Benign primary blepharospasm is more common in women than in men. The condition is likely to worsen over time, and eventually may lead to:

  • Blurry vision.
  • Increased sensitivity to light.
  • Facial cramps.

Complications of eyelid spasms

In extremely rare cases, twitching of the eyes can indicate a disorder of the brain or nervous system. But if eyelid spasms become a consequence of these more serious conditions, they are almost always accompanied by other symptoms.

If you think you may have an injury inside your eyes that is causing those spasms, see an eye doctor immediately.

When should you go to the ophthalmologist?

See an ophthalmologist right away if you have persistent eyelid twitching, sudden changes in the appearance or movement of the half of your face, including your eyelids, or if both eyelids are too tight, it is impossible to open your eyes. These could be signs of a serious condition.

In some cases, the patient does not feel better and the eye twitch does not go away on its own, and therefore this may be an indication of a specific injury to the patient’s nervous system, which in turn reflects on his eyelids, and so if you experience these symptoms, you should consult an ophthalmologist immediately.

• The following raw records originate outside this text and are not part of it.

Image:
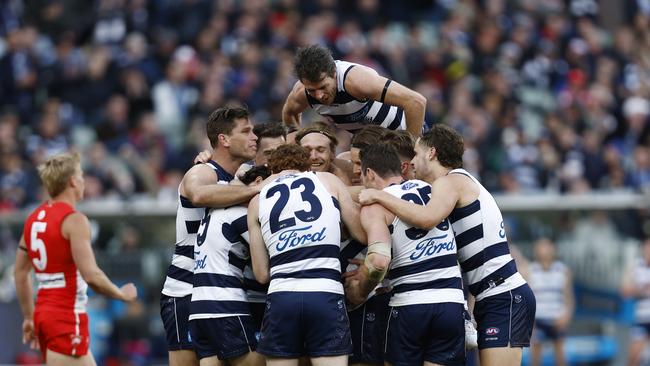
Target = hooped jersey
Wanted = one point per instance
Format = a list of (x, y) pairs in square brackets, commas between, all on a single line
[(482, 245), (548, 286), (220, 255), (60, 285), (350, 113), (424, 268), (641, 279), (300, 224), (188, 219)]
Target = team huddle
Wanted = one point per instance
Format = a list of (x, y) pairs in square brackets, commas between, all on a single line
[(287, 255)]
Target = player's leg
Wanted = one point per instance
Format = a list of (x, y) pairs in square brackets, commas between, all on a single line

You may need to see a doctor at the Royal Spanish Center if you have chronic eyelid contractions in addition to any of the following symptoms:

  • Redness, swelling, or secretions in the eyes.
  • Your upper eyelid is drooping.
  • Eyelids closure completely every time your eyelids twitch.
  • Twitching lasts for several weeks.
  • The twitching begins to affect other parts of your face.

How is eyelid twitch treated?

Left or right eye twitching goes away without treatment within a few days or weeks. If it does not go away, you can try to eliminate or reduce the possible causes. Eye strain, general fatigue in the body, or drinking beverages that contain large amounts of caffeine are considered the most common causes that predict eye twitching.

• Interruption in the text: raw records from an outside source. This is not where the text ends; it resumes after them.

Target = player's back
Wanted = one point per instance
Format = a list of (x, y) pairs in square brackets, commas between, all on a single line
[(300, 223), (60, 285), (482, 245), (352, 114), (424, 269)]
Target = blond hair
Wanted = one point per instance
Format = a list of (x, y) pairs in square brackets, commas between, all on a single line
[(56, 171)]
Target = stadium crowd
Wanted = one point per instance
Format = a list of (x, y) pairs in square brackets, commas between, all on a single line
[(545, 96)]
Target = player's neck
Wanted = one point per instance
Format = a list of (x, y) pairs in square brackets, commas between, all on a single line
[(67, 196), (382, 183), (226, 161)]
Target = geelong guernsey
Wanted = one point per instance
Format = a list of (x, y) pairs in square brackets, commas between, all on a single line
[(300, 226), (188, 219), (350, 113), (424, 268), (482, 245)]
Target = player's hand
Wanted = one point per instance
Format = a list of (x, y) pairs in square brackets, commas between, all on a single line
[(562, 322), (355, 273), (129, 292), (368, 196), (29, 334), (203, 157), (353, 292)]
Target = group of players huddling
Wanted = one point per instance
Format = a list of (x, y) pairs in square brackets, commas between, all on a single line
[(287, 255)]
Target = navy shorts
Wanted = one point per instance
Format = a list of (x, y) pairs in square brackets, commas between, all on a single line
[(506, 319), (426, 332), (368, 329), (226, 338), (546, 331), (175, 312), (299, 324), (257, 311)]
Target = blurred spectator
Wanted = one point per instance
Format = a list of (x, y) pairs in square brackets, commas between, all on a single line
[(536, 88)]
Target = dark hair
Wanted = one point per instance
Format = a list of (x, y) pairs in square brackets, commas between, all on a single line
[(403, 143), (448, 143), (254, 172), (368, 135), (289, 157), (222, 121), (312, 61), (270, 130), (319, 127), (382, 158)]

To relieve eye twitching, you can try the following:

  • Drink less caffeine.
  • Get enough sleep.
  • Keep the surfaces of your eyes moist with over-the-counter artificial tears or eye drops.
  • Apply a warm compress to your eyes when the cramping starts.
  • Botulinum toxin (Botox) injections are sometimes used to treat benign primary blepharospasm. Botox might ease severe cramps for a few months. However, you may need more injections.
How is eyelid twitch treated?
How is eyelid twitch treated?

Your doctor may decide to perform surgery to remove some of the muscles and nerves in the eyelids. This procedure also treats more severe cases of benign primary blepharospasm.

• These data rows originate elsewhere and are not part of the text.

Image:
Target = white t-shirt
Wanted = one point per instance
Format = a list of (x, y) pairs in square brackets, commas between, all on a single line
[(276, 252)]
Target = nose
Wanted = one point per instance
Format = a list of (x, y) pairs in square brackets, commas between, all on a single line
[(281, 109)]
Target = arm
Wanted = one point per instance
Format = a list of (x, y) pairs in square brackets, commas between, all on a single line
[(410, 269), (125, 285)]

Home remedies for the eye twitch

1. Stress
Stress is the most common cause of twitching eyes. So, yoga, breathing exercises, and spending time are best for reducing the stress that may cause more relief.

2. Fatigue
Lack of sleep due to stress or any other reason can cause the eyes to twitch. Drawing on your sleep schedule can help reduce symptoms.

3. Eyestrain
Eyestrain resulting from excessive use of tablets and smartphones is also a common cause of eyelid twitching. Follow the 20-20-20 rule when using a screen: Every 20 minutes, look away from your screen and allow your eyes to focus on something far away (at least 20 feet away) for 20 seconds or more.

4. Caffeine
Too much caffeine can cause eyes to twitch. Try to reduce your coffee and tea intake, a week by week.

5. Dry eyes
People who use computers a lot or take some medicines that contain antidepressants or antihistamines, or people who wear contact lenses frequently or drink large amounts of caffeine or alcohol, suffer from chronic dry eyes, and thus if you feel dry eyes constantly and then you feel eye twitching, an ophthalmologist must be consulted for further examination.

6. Nutritional problems
Some reports suggest a deficiency of certain nutrients such as magnesium can lead to eye twitching. A diet may not provide all the nutrients you need for healthy vision. So your doctor may prescribe it to improve eye health and avoid future problems.

7. Allergy
If you suffer from allergies, you will rub your eyes, and this itching releases histamine into the tissues, membranes, and eyelids, which may contribute to the eventual eye twitching.

So, it is best to consult your ophthalmologist to ensure that you do not harm your eyes if you are experiencing allergy symptoms and eye twitching.